PPOL564 | DS1: Foundations

Lecture 21

Gradient Descent

Concepts Covered:

  • Intuition of Leveraging Gradients
  • Gradient Descent on a linear outcome
In [74]:
import numpy as np
import sympy as sp
import statsmodels.formula.api as smf
import pandas as pd
from bokeh.plotting import figure, output_notebook, show
from bokeh.layouts import column, row, gridplot
output_notebook()
sp.init_printing(use_unicode=True)
Loading BokehJS ...

Intuition surrounding leveraging gradients

Define an example function

In [52]:
# Consider the following function...
z = sp.symbols('z')
sym_f = (z**2+1) + -sp.exp(z) - 20*sp.sin(z)
f = sp.lambdify(z,sym_f,'numpy')
df = sp.lambdify(z,sym_f.diff(),'numpy')
ddf = sp.lambdify(z,sym_f.diff().diff(),'numpy')
In [53]:
x = np.arange(-10,4,.1) # Generate a numerical range
p = figure(height=300,width=700)
p.line(x,f(x),line_width=3)
show(p)

Newton-Raphson Method

"Newton–Raphson method" is a method for finding successively better approximations to the roots (or zeroes) of a real-valued function (Wiki).

Goal is to find the $x^*$ to minimize $f(x)$.

As we seen, if $f(x)$ is convex, we need to located $x^*$ such that $f′ (x^∗) = 0$

Let $g(x) = f′(x)$. Take Taylor expansion about the optimum solution $x^∗$ (see reading on what a Taylor series expansion is but all in all it's just an polynomial approximation for the shape of a function at a given point):



$$g(x^∗ ) = g(x) + (x^∗ − x)g'(x) + \text{“negligible” higher order terms} $$



Because $g(x ∗ ) = f′(x^∗ ) = 0$,



$$ 0 \approx g(x) + (x^∗ − x)g′(x) \to x^∗ \approx x − \frac{h(x)}{h′(x)} = x - \frac{f'(x)}{f′′(x)} $$



wikipedia_nf_gif

In [56]:
x = -1 # Starting value
on = True
while on:
    new_x = x - (df(x)/ddf(x))
    if np.isclose(new_x,x,.001):
        if ddf(new_x)>0:
            ctype = "Minima"
        elif ddf(new_x)<0: 
            ctype = "Maxima"
        else:
            ctype = 'Inflection'
        print(f"Converged at {round(x,3)} ({ctype})")
        on = False
    else:
        print(f'current: {round(x,3)}, proposed: {round(new_x,3)}')
        x = new_x
current: -1, proposed: -1.867
current: -1.867, proposed: -1.754
current: -1.754, proposed: -1.756
Converged at -1.756 (Maxima)
In [57]:
x = np.arange(-10,4,.1) # Generate a numerical range
p = figure(height=300,width=700)
p.line(x,f(x),line_width=3,alpha=.3,legend="f(x)")
p.scatter(new_x,f(new_x),color="red",size=6,alpha=.4,legend="proposed x")
p.yaxis.axis_label = 'f(x)'
p.xaxis.axis_label = 'x'
show(p)

What happens when we:

  • change the sign of the proposal?
  • set different starting values?

Steepest Ascent/Descent

Here we'll only require information about the rate of change of the function.
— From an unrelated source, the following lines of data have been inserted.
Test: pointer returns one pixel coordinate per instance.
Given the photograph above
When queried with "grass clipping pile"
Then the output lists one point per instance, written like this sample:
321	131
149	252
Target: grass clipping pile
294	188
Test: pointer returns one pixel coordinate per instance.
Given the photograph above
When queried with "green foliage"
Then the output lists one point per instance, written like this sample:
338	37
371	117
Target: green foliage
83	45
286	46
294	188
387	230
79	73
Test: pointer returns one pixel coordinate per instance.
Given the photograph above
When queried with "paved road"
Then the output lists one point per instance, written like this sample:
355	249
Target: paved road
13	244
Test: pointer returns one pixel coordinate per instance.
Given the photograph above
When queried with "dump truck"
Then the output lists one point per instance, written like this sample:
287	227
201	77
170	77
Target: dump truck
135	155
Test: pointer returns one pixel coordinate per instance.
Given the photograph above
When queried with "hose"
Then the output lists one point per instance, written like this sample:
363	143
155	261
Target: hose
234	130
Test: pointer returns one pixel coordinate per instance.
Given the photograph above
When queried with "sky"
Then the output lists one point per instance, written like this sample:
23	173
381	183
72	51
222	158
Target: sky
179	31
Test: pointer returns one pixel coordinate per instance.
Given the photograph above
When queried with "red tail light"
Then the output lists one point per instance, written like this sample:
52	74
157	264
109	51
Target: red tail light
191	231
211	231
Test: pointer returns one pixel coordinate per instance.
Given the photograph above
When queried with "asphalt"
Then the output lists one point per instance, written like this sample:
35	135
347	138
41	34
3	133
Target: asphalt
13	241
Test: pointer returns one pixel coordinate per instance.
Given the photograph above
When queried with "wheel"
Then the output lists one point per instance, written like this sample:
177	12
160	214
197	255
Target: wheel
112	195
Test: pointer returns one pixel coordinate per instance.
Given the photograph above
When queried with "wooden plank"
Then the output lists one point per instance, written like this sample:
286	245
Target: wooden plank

Let's select some initial location ($x$), then let's calculate the derivative at that location, then take a "step" in that direction.

In [8]:
prop_x = 1
step=.05
new_x = prop_x + step*df(prop_x)
new_x
Out[8]:
$$0.423783602708908$$

Let's do this repeatedly until the values don't appear to change.

In [80]:
prop_x = -2 # Starting value
step=.05
iters = 100
vals = []
for i in range(iters):
    new_x = prop_x - step*df(prop_x)
    if np.isclose(new_x,prop_x,.001):
        print(f'Converged on iteration {i} at value {round(new_x,3)}')
        vals.append([new_x,f(new_x)])
        break
    else:
        prop_x = new_x
        vals.append([prop_x,f(prop_x)])
vals = np.array(vals)
Converged on iteration 6 at value -4.27
In [81]:
x = np.arange(-10,4,.1) # Generate a numerical range
p = figure(height=300,width=700)
p.line(x,f(x),line_width=3,alpha=.3,legend="f(x)")
p.scatter(vals[:,0],vals[:,1],color="red",size=6,alpha=.4,legend="proposed x")
p.yaxis.axis_label = 'f(x)'
p.xaxis.axis_label = 'x'

p2 = figure(height=200,width=700)
p2.line(np.arange(i+1),vals[:,1],line_width=3,alpha=.6,color="red")
p2.xaxis.axis_label = 'Iterations'
p2.yaxis.axis_label = 'Proposed x'
show(column(p,p2))

What happens when we:

  • change the sign of the steps?
  • set different starting values?
  • change the step size?

How do we ensure we're locating the globals?

Gradient Descent

Linear Model (Continuous Outcomes)

Generate Fake Data

To know the expected results, let's simulate some data...

In [63]:
N = 100
x = np.random.normal(0,1,N)
x2 = np.random.normal(0,1,N)
y = 1 + 2*x + 3*x2 + np.random.normal(0,1,N)

# Incorporate as design matrix
X = np.column_stack([np.ones(x.shape),x,x2])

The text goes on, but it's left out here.